SIRIUS Satellite 65 Bluegrass Radio

July 7, 2008

         SIRIUS Radio, channel 65 on your bluegrass dial, did a live broadcast from the Red White and Bluegrass Festival over the 4th.  These guys are a crowd who can spread the bluegrass gospel in a hurry.  They are a force to be tuned in for sure.

        Chris Jones and the Night Riders were there as the SIRIUS ‘house’ band.  Chris is a a fine singer and songwriter, and his banjo man, Ned Luberecki, is the real deal on the five string.  Not only do they talk a good game on bluegrass radio, but they live it.  They can play it with the best of ’em.  I especially liked the last number they did, a take off on an old Bill Monroe lick.  Cool stuff.

        Of course, after the show Tommy Bibey had to go up and shake and howdy.  In spite their celebrity, in the bluegrass way, they were real down to earth.  

        I told Ned about my book, and he he thought a bluegrass novel about a fiddling doctor whose crisis resolution was directed by a loyal band of bluegrass boys would be a cool thing.  He said he’d love to read it when I’m finished.  (Projected date 2009)  If he likes it I hope he might give it a plug on the radio.

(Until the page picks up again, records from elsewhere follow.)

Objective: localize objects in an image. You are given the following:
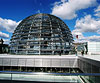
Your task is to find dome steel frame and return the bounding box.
[10,13,73,55]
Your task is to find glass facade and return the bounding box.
[10,14,73,55]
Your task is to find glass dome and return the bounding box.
[10,14,73,55]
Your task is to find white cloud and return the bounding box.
[0,31,9,38]
[74,15,100,34]
[0,17,20,33]
[52,0,96,19]
[74,35,100,42]
[94,5,100,17]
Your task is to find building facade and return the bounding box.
[10,14,73,55]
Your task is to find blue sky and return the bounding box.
[0,0,100,43]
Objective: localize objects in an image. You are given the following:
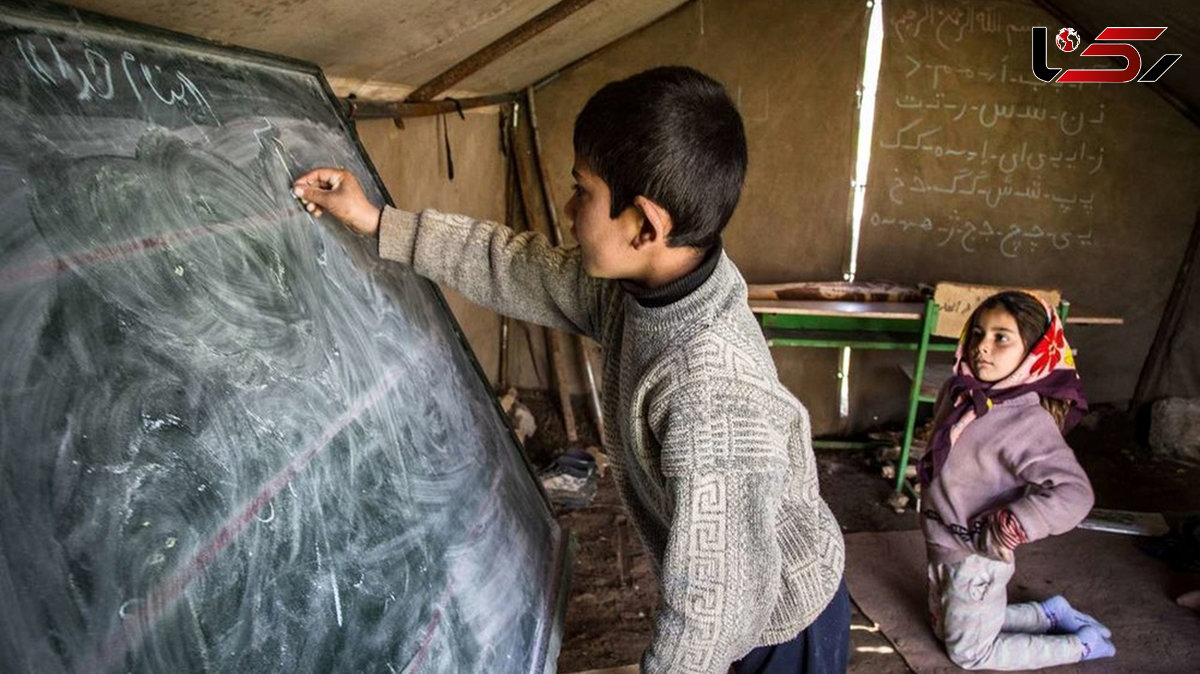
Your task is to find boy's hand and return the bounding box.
[292,168,380,236]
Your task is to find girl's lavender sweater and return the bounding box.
[920,392,1094,564]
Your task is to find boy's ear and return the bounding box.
[634,194,674,248]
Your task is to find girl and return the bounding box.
[919,291,1116,669]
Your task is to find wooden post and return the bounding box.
[512,98,580,443]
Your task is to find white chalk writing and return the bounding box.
[868,211,1096,258]
[16,37,221,126]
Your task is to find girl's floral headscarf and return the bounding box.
[917,294,1087,486]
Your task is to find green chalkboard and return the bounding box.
[0,4,566,673]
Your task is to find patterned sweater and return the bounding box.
[379,209,845,674]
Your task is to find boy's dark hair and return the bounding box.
[575,66,746,248]
[967,290,1070,428]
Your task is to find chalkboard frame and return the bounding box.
[0,0,577,674]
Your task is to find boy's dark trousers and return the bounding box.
[733,578,850,674]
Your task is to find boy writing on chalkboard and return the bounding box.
[294,67,850,674]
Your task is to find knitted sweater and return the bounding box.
[379,209,845,674]
[920,391,1094,564]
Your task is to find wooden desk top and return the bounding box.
[750,300,1124,325]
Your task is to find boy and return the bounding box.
[294,67,850,674]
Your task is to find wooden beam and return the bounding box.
[406,0,594,103]
[342,94,518,120]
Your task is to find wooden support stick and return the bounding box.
[526,86,604,444]
[342,94,517,120]
[514,99,580,443]
[407,0,594,102]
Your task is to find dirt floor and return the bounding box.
[511,391,1200,674]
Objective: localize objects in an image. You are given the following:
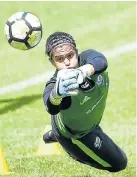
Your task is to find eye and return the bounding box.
[67,53,74,59]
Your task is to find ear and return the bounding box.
[49,58,55,66]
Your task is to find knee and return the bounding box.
[109,154,128,172]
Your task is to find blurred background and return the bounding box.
[0,1,136,177]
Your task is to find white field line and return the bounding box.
[0,42,137,95]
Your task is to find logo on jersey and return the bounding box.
[80,96,90,105]
[94,136,102,149]
[96,75,104,86]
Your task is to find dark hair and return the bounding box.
[45,32,76,56]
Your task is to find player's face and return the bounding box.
[51,44,78,70]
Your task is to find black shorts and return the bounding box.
[52,119,127,172]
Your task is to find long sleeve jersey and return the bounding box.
[43,49,109,136]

        Ned asked me what I hoped to accomplish and I told him I wanted to bring bluegrass to a million new folks.  He laughed and said, “Well good luck, Doc. I hope you make it.”

        Of course, Ned knows as well as I do that is not a realistic goal, but he also knows not to take away hope.  After all, if an old gray haired Doc can’t have big dreams and bluegrass music, life would be a mightly dull indeed.

        And you never know.  My readers range from professors and teachers to bankers, school principals, farmers and accountants.  Many of them are new to bluegrass.  Ned runs a segment on the show every so often where he asks folks how they first heard about bluegrass.  If ya’ll catch that, and I introduced you to the music, tell him you learned about it from Dr. Tommy Bibey.

        If a mandolin is played in the proverbial forest and no one hears it, there ain’t no music.  If one writes a book, and no reads it, there would be no point in the effort.  So, all my readers are very special- one in a million.  Like a Doc for his patients, as a writer you are my reason to be.  If you call in to Ned, tell ’em you are one in a million to Tommy Bibey.  He’ll get it.  All them bluegrass people is smart; you can’t get nothing over on ’em.

        Ned knows I’m a long shot, but so was Seabiscuit.  For that matter, who’d thought a banjo picker’d wind up a national radio celebrity, either.  Ya’ll tune him in.  As soon as he speaks into the mic, you know it is a radio voice.  His show is authentic bluegrass, and has much to say about our music.

        Hey, when my book comes out, I hope some folks say they heard about it from Ned Luberecki and SIRIUS Satellite 65 Bluegrass Radio.  His sponsors will dig that.  (I don’t have any of those ‘cept me at this point, and the blog will always stay free, and have few classified ads either for that matter.)  The plug will help ’em out.  It is the bluegrass way.